But through writing I took steps to help integrate the parts of the story I had worked hard to hide. And I used writing to heal. And that is how it became my life raft.
Telling stories is how we do human together. It is how we say “me too.” As Natalie Goldberg said, “Writing is a path to meet ourselves and become intimate.” And through writing–through owning our stories–we set ourselves free.
The story of my marriage and my dad’s death are only a piece of the story that’s shaped me. And some days I look around and realize we’re all living these stories we’re not actually talking about and I wonder what would happen if we were honest with ourselves. I think sometimes we feel our lives are these shitty drafts that we need to clean up before we present them to the world. So we don’t write–we don’t tell the truth–because we are afraid of recording failure. We don’t want our lives to be real.
But dealing with the truth is way more powerful than any lie we could trade for reality because we get to write the ending.

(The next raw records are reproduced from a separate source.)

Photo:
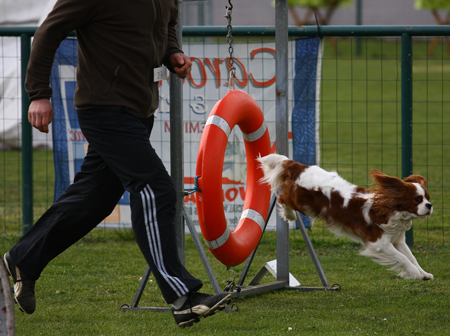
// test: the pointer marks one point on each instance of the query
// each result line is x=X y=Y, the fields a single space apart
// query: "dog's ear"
x=385 y=181
x=416 y=179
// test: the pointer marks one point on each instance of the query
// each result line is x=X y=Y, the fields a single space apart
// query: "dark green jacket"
x=119 y=44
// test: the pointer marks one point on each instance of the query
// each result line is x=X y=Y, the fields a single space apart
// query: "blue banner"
x=305 y=115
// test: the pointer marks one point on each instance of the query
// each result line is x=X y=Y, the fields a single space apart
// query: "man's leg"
x=85 y=203
x=122 y=139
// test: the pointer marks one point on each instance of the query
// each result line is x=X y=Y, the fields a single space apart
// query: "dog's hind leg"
x=403 y=248
x=384 y=253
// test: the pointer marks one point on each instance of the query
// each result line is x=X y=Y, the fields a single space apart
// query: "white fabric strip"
x=255 y=216
x=219 y=122
x=256 y=134
x=154 y=241
x=214 y=244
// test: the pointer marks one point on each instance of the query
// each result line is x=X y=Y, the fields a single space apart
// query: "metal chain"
x=232 y=70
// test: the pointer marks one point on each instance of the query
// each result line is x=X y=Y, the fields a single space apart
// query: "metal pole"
x=176 y=147
x=406 y=96
x=358 y=23
x=27 y=141
x=281 y=85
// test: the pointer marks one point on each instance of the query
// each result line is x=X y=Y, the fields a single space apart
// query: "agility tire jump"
x=232 y=248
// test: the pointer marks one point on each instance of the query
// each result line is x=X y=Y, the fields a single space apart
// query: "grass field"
x=81 y=291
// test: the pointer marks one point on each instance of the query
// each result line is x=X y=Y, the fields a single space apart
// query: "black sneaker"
x=199 y=305
x=23 y=288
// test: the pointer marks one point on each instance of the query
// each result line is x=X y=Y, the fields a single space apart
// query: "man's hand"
x=181 y=64
x=40 y=114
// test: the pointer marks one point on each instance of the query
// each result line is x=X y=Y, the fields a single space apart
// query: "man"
x=119 y=47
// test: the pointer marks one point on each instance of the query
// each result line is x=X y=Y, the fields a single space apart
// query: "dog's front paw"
x=427 y=276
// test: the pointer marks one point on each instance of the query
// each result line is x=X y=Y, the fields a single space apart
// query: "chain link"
x=232 y=70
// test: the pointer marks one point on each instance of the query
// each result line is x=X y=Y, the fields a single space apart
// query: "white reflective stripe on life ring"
x=214 y=244
x=256 y=134
x=219 y=122
x=255 y=216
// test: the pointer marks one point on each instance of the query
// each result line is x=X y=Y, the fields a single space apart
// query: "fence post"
x=27 y=141
x=406 y=96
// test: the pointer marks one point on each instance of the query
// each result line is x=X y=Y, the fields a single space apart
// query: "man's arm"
x=65 y=17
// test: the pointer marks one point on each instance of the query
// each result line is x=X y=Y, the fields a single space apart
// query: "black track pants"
x=119 y=157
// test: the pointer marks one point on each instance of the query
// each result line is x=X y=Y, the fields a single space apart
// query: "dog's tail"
x=272 y=166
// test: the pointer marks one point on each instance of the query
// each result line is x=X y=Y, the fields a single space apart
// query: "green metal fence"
x=383 y=105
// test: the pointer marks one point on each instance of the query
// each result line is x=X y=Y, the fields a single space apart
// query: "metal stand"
x=282 y=265
x=253 y=287
x=7 y=324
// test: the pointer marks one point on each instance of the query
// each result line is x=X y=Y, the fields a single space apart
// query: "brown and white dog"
x=377 y=218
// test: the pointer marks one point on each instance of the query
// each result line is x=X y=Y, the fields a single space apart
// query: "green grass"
x=81 y=291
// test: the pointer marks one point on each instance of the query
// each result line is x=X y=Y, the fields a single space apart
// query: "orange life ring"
x=232 y=248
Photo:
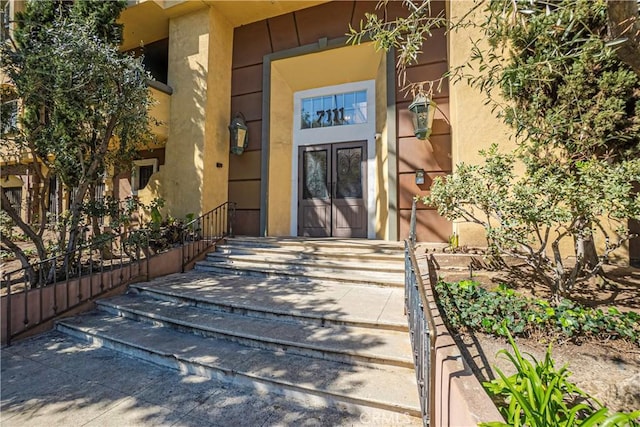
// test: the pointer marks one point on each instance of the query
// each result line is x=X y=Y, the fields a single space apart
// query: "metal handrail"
x=206 y=230
x=127 y=250
x=421 y=325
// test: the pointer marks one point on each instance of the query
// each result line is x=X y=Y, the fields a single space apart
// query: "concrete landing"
x=54 y=380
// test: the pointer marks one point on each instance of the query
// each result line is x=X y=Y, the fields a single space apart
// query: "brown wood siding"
x=253 y=41
x=434 y=155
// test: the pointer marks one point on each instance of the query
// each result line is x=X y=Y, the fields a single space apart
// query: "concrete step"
x=312 y=254
x=310 y=245
x=330 y=342
x=319 y=302
x=316 y=381
x=299 y=271
x=336 y=263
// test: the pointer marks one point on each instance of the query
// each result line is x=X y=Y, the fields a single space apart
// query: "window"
x=337 y=109
x=142 y=171
x=9 y=116
x=14 y=194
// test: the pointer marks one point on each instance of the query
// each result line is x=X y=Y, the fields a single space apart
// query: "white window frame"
x=336 y=134
x=135 y=173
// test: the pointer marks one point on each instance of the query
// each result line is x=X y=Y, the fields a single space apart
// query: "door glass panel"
x=349 y=173
x=314 y=171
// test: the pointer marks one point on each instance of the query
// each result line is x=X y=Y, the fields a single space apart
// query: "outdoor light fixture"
x=239 y=134
x=423 y=109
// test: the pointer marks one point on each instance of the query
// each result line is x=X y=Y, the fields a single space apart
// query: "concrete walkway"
x=54 y=380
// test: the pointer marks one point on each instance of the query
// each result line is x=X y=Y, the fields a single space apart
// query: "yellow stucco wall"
x=290 y=75
x=215 y=188
x=183 y=172
x=280 y=149
x=473 y=126
x=382 y=149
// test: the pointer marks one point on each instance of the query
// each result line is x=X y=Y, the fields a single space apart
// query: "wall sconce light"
x=239 y=134
x=423 y=110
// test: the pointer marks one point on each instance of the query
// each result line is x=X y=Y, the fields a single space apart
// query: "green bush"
x=540 y=395
x=467 y=304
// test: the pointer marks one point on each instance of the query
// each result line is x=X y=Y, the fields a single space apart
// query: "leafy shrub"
x=467 y=304
x=539 y=395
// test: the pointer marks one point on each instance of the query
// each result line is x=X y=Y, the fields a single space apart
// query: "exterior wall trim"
x=321 y=45
x=392 y=148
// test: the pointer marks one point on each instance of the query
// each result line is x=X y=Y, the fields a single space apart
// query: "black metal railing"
x=421 y=326
x=50 y=288
x=205 y=231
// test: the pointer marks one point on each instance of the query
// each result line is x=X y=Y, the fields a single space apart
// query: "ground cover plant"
x=538 y=394
x=468 y=305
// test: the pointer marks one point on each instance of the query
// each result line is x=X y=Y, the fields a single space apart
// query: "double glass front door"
x=332 y=190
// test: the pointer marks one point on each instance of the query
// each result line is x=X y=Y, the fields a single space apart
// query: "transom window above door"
x=338 y=109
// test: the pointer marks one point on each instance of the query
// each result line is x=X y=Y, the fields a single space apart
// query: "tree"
x=554 y=72
x=84 y=103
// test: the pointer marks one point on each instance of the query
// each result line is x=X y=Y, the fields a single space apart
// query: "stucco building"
x=331 y=147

And what if we wrote, and it was exactly what we needed to read?
We might realize we’re not a sad story.
We are amazingly human.
For those interested in how writing can help us process trauma, I highly recommend Dr. James Pennebaker’s books Opening Up and Expressive Writing. I used Opening Up as one of my primary resources for the talk.
Now, back to writing that book of mine.
Update: Due to incoming questions about the status of my talk and whether or not I’ll be posting it online, I thought it appropriate to let you all know the following… On November 23, 2015 I was sent a link to a video sample of my talk and was told it was for viewing purposes only. The email also stated final videos would be posted the week of December 7, 2015. Believing the video would be available in the near future, and unaware I had permission to download the file, I didn’t secure a copy of my talk.